ビタージャムメモリ
『眞下さん、帰りがけにもう少し飲んでいきましょうよ』
『そうするか』
柏さんの提案にうなずいた先生を見て、私は今しかないと思った。
「マッカランがある」
「いいですね」
柏さんと、彼と年次の近い杉浦(すぎうら)さんというプロジェクトメンバーのひとりが嬉しそうに言う。

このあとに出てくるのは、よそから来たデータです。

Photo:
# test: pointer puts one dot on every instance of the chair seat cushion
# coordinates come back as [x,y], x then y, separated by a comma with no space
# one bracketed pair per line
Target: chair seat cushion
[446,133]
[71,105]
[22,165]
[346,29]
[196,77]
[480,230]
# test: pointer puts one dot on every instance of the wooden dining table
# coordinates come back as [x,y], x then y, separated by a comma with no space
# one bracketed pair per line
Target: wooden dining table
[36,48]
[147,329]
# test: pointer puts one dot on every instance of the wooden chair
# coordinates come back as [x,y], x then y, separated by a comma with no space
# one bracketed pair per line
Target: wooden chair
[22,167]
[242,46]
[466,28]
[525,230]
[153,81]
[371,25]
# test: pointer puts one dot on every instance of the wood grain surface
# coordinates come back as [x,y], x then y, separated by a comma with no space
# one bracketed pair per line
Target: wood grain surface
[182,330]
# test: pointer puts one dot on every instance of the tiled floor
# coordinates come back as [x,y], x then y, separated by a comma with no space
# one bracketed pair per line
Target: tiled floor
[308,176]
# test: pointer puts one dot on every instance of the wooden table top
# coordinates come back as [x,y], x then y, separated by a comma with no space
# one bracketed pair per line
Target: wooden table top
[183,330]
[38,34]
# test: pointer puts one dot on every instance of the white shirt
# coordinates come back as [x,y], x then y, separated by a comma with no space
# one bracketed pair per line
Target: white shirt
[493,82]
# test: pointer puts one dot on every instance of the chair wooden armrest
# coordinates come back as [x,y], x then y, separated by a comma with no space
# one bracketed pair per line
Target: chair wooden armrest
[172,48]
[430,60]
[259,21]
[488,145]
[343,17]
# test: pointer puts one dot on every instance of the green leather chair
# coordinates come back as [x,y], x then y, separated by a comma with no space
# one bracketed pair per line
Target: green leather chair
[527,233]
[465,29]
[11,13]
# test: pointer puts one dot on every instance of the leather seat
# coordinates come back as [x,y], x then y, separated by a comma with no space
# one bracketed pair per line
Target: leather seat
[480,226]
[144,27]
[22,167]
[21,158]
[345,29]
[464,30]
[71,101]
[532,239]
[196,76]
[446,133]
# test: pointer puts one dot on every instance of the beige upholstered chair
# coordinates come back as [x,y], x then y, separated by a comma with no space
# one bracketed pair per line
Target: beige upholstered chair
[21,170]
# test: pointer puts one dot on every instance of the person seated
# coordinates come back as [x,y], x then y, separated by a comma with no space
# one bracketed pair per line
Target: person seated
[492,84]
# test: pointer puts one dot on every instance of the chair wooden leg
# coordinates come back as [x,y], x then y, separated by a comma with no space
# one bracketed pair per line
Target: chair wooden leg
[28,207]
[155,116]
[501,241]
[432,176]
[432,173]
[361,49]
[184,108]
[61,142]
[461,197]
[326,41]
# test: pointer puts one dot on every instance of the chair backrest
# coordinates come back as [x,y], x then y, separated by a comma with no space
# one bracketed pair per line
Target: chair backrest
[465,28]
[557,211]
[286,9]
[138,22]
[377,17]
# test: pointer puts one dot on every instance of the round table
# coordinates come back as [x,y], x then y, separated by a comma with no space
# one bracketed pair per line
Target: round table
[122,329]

四名掛けのカウチ席で、彼らが隣り合っているため、すなわち私は、先生の隣にいた。
もう、何をするにも近すぎて、身動きひとつに緊張する。
「俺も飲もうかな、香野さんもどうですか」
「マッカランて、なんですか?」
正直に問うと、スコッチです、と先生が笑う。
「よくそれで、この店を知ってましたね」
「知人に教わったんです、落ち着いて飲めるところをって」
「なるほど、とても気に入ったと伝えてください」
はい、と力強く返事をした。
歩くん、ありがとう、ありがとう!
「ねえ、香野さんて独身?」
「えっ、は、はい」
「そっかあ、いいなあ本社は、華やかな子がいて」
柏さんたちが、程よく酔った雰囲気でそんな話をしはじめた。
「…みなさんは、ご結婚は?」
「今残ってる面子は、全員独身です」
開き直ったように、グラスで自分たちを指す。
そこには当然、先生も含まれていた。
私はそんなことくらいで、胸が高鳴った。
ふいに先生が、失礼、と断って私の前に手を伸ばした。
テーブルの端にあった灰皿を取ったのだ。
鞄から煙草を出すと、くださいと素直にねだる柏さんに一本分けて、火をつける。